Later Wein would go on to edit Watchmen, write the new Blue Beetle series, and oversee the Who's Who project, all wonderful stuff. He continued to write and edit for years to come, including Batman, Wonder Woman, and After Watchmen. He won many awards, even wrote for television animation, the last work I saw from him was the adaptation of Harlan Ellison's script for Two-Face on the 1966 "Batman" television series. We have lost one of the greats in the comics field, and we are all poorer for it. Len Wein was and is a legend, and he'll be missed.

Sunday, August 20, 2017

RIP Jerry Lewis

I was saddened to learn of the passing of Jerry Lewis earlier today. Not just a Hollywood legend, but an award-winning actor, writer, director, producer, author, philanthropist, and film innovator. He was the whole package, and he will be missed.
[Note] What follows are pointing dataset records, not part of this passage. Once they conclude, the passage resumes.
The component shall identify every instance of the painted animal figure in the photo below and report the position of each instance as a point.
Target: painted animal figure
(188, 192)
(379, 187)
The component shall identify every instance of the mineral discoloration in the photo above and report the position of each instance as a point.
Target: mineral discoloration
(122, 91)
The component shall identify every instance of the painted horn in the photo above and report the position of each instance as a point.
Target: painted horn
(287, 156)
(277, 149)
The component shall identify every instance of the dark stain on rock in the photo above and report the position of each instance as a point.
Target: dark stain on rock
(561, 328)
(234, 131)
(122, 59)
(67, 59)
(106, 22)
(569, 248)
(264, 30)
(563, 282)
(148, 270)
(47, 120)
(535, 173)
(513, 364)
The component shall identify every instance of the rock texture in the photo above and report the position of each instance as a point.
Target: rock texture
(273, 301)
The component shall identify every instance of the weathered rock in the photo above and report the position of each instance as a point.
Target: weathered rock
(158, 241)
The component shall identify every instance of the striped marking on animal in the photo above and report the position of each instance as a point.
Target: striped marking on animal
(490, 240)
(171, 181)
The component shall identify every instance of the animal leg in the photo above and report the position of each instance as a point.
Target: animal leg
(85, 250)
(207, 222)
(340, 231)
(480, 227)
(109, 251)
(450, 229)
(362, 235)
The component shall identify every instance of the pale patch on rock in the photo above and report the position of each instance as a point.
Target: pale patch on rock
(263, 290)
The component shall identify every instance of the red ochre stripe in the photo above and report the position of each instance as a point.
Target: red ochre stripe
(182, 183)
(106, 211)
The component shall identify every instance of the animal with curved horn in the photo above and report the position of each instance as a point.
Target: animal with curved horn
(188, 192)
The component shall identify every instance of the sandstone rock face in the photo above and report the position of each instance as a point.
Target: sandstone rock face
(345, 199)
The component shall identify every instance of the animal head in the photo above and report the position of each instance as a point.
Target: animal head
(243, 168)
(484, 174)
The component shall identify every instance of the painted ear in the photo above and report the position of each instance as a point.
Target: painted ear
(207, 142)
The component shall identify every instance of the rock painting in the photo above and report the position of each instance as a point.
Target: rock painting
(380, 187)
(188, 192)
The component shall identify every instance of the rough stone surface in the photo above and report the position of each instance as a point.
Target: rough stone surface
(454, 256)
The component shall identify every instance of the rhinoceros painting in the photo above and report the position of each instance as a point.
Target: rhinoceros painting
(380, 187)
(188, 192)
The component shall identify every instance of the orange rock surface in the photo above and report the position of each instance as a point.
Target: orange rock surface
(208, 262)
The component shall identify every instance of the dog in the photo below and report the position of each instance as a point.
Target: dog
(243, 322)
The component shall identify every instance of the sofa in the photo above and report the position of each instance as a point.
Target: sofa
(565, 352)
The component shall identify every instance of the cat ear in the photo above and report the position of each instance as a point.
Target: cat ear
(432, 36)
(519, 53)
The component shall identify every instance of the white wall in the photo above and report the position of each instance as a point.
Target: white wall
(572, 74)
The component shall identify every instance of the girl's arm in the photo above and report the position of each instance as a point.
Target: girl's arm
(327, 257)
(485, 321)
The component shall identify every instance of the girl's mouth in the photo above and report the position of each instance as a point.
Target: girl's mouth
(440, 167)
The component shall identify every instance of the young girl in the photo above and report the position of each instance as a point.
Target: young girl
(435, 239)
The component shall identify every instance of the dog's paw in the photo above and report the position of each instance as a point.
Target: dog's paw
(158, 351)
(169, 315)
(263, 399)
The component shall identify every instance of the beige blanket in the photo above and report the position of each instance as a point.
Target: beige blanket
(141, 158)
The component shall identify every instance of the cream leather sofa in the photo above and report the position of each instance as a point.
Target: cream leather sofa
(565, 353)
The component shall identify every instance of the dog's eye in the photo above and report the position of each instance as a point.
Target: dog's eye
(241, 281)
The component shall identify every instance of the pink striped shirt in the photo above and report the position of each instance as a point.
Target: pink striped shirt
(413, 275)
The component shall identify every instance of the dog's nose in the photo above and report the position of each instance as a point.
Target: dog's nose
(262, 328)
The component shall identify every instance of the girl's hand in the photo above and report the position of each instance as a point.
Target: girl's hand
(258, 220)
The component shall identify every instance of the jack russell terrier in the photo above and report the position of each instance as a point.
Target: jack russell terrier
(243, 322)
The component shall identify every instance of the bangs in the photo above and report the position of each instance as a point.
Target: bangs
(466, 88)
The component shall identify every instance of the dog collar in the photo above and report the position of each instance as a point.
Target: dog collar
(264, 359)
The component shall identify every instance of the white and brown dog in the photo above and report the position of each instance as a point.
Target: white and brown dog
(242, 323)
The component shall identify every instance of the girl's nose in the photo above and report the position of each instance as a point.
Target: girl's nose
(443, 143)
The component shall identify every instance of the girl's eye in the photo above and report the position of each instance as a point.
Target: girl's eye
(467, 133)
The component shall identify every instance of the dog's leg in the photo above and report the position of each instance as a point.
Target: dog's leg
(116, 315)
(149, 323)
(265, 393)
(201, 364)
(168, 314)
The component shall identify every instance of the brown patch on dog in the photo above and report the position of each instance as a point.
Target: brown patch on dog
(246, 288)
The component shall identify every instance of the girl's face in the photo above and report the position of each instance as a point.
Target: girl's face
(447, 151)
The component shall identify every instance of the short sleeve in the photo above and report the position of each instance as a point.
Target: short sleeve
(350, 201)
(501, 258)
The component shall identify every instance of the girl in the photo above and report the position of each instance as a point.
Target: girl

My first memories of Jerry Lewis were of someone who was just there, a Hollywood legend as I said, who would sometimes pop up on talk shows and variety shows. I remember having him pointed out by my brother when he made his cameo in It's A Mad Mad Mad Mad World, but I never really got a good look at the man until I started watching his Labor Day telethons for muscular dystrophy(which he did for over four decades), there I saw what kind of man he was and how respected and gracious he was. The telethons were always big ratings blockbusters, so when a rival local channel started running Jerry Lewis movies opposite it one weekend, that's when I really saw what he was about.

My eyes were opened that weekend with Way… Way Out, Hook, Line, & Sinker, Who's Minding the Store?, The Ladies Man (a tour de force in which he not only starred, wrote, produced, and directed, but innovated new cinematography that still boggle the mind), and a film that remains a favorite, in my top ten of all time even, Boeing Boeing. I wonder if WCAU Channel 10 knows that in the name of money they introduced me and probably hundreds of others to the genius of Jerry Lewis that weekend.

As the years went by, I would appreciate his work more and more. While I never found him very funny in his original incarnation as half of Martin and Lewis with Dean Martin, I loved his other films as I discovered them on television, and later when I managed a video store. Other favorites include The Big Mouth, The Bellboy, Cinderfella, and The King of Comedy. Perhaps now, we might also finally see a complete version of the infamous The Day the Clown Cried, a film about a clown in the Nazi concentration camps, that while controversial, Lewis locked away because he felt it was not his best work.

Although he has proven himself difficult and a perfectionist in the field, Lewis' genius behind the camera remains, and his films are a legacy to that. There's an old joke that he was a genius in France, but let's face facts, in this, the French are not wrong. He changed, and improved how Hollywood makes films, and how we see them.

Jerry Lewis was one of the greats, and I was glad to have seen him one last time while he was alive on the most recent TCM Classic Cruise when he introduced and fielded questions about The Nutty Professor. He was a legend of stage, screen, and radio, and will be missed by all, whether they liked him or not.

Tuesday, August 08, 2017

Glen Campbell 1936-2017

I was sad to hear of Glen Campbell's passing earlier today, as I've always felt a weird kinship to the man. When I was but a wee one, the family would watch his television variety show, "The Glen Campbell Goodtime Hour," and when I was learning to read and spell, his name was an example of 'the wrong way' to spell my name.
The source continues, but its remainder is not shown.